Five lessons from Joel Mokyr that explain why some economies soar and others stagnate

His most valuable lesson is that openness holds the key to sustained growth. (AFP)
His most valuable lesson is that openness holds the key to sustained growth. (AFP)
Summary

Economic growth often meets resistance, unfolds slowly and surprises everyone. Joel Mokyr’s Nobel-winning work uncovers hidden forces behind why some economies flourish, others falter and what we must do to harness innovation for lasting prosperity. His most valuable insight: the value of openness.

I studied economics at the University of Edinburgh, which meant reading a lot about the economic history of Northern Britain—and that, in turn, meant reading a lot of Joel Mokyr, who is one of three economists who won this year’s Nobel award [or the Sveriges Riksbank Prize in Economic Sciences]. Later on, as I embarked on my career as an economist, I got to know him personally and his newer research continues to shape my understanding of economic growth.

Whenever I feel uncertain about the future of the economy, I turn to Mokyr.

His work is the foundation of my understanding of why some economies thrive, some stagnate and others decline. It offers both hope and a warning to countries navigating the current economic uncertainty, and sheds some light on big questions about the effect of artificial intelligence (AI) and the viability of the Chinese model.

As an admirer of his work and in honour of his Nobel, I thought I would offer the five most important lessons of Joel Mokyr.

Economic growth is often resisted: Growth has always been critical to economic prosperity—it is why people live longer and lead more comfortable lives that are free from the drudgery of hard labour. But it is often resisted, because it involves upheaval and uncertainty.

Mokyr once explained to me how, at first, men refused work in factories. They were used to working for themselves—as small-scale farmers or artisans—even though they were poor and it was not an easy life. It was what they knew.

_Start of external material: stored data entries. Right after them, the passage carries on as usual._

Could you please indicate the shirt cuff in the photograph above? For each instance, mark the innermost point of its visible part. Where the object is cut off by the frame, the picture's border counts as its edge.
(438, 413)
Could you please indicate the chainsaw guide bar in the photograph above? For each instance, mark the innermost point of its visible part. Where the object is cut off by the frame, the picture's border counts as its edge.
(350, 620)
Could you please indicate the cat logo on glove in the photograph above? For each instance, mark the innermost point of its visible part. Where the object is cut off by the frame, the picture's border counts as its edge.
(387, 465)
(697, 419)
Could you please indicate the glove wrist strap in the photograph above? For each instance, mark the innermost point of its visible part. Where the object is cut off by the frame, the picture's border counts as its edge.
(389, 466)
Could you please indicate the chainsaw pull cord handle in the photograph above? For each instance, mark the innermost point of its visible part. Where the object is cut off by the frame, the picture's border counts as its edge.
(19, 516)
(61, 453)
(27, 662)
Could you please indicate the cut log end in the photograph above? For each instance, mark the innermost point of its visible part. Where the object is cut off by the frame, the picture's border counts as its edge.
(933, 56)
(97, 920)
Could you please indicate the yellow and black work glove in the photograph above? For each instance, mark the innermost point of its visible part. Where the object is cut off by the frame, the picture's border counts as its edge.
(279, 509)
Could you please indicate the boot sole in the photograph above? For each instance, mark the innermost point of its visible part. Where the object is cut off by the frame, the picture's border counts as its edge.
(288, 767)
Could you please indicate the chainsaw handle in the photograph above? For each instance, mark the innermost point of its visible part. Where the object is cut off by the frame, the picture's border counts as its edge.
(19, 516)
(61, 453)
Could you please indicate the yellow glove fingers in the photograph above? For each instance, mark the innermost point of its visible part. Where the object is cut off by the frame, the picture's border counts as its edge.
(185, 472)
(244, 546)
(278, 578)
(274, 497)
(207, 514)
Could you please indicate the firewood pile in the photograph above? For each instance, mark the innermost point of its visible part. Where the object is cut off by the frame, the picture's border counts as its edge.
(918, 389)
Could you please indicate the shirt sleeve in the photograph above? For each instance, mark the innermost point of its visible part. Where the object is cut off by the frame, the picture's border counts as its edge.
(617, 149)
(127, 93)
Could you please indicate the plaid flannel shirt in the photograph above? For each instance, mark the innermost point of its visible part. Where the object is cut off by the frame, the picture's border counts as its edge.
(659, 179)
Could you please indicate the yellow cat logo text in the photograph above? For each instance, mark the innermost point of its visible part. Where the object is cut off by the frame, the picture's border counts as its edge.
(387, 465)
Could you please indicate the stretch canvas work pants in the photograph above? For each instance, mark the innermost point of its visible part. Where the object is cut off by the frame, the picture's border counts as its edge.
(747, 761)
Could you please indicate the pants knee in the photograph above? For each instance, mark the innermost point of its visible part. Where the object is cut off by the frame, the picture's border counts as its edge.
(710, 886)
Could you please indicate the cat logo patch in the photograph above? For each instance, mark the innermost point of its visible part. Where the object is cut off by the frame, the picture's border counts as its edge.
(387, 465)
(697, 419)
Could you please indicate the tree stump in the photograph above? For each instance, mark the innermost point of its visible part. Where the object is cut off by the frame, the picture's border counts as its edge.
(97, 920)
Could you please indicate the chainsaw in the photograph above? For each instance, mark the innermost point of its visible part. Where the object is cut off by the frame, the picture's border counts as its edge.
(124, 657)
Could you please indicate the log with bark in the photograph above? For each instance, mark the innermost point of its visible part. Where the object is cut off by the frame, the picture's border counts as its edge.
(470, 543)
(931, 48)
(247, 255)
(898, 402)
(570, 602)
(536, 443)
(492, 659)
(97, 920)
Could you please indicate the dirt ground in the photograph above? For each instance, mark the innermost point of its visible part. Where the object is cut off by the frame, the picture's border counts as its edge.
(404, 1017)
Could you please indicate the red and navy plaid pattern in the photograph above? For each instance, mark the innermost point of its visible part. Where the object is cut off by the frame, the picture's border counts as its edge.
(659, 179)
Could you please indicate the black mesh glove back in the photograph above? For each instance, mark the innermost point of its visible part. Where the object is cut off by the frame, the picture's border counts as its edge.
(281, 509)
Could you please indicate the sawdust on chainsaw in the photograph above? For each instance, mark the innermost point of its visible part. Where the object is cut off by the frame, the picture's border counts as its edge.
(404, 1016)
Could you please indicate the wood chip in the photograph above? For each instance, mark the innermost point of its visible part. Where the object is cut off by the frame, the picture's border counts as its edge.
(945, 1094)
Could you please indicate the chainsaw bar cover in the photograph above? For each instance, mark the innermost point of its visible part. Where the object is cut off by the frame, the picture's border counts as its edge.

The concept of modern work—being somewhere at a certain time, staying all day, taking orders from a boss you had no relation to—was so demeaning and offensive to men that for years factories had to hire women and children. It took a few generations of social conditioning for men to make the transition.

Growth takes time: Industrialization was made possible by a few key innovations that changed the nature of work and production. But there were critical inventions that no one knew what to do with at first. The steam engine, for example, which powered factories and made industrial production possible. It took more than a century for its contribution to even show up in productivity statistics.

Often, the most pivotal inventions take years to find their best use and in ways no one could have predicted. It is true that the speed at which innovations are adopted increases every passing year. It is also true that there are inventions that currently exist which will have a huge impact on the world many years from now.

Growth is unpredictable: New innovations destroy jobs, but they also create new ones—and it is fruitless to try to anticipate what these new jobs will be. Innovations transform the economy in ways that are sometimes impossible to comprehend. As Mokyr once told me: “Imagine explaining to someone in 1920 what a cybersecurity expert is."

Growth is cultural: One question drove economic history literature for decades: Why was Great Britain the first country to industrialize and get rich? Other countries were also inventing things, or had more wealth and natural resources, or a better climate.

Much of Mokyr’s work focuses on the cultural aspects of growth. These are critical. It comes down to an openness to risk and experimentation. This was a big part of the Scottish Enlightenment. Populations were relatively educated, their humanity was emphasized, and their curiosity and individuality were valued.

It’s not enough for a nation to invest money and build infrastructure; it’s not possible for a government to central-plan its way to prosperity. The most critical innovations are often discovered through trial-and-error.

Growth is not inevitable: For centuries, the economies of the world barely grew. There was some progress—but it was small, and when empires ended, often their progress did too. That is what makes the last few hundred years so exceptional. It is true that growth does tend to accelerate and that innovations that help grow the economy beget greater inventions. But if the right conditions for growth are not maintained, this is not guaranteed.

As [today’s uncertainty-struck] world faces a future of lower economic growth [than in recent years], policymakers may be tempted to have the government take a more active role in the economy. Policy certainly has a role to play. But all governments should realize that abundance doesn’t come from better planning.

The crucial element of growth is openness—to risk, uncertainty, change and creativity. That’s the great lesson of Joel Mokyr’s [academic exertions] and why his work is as relevant as ever. ©Bloomberg

The author is a Bloomberg Opinion columnist covering economics.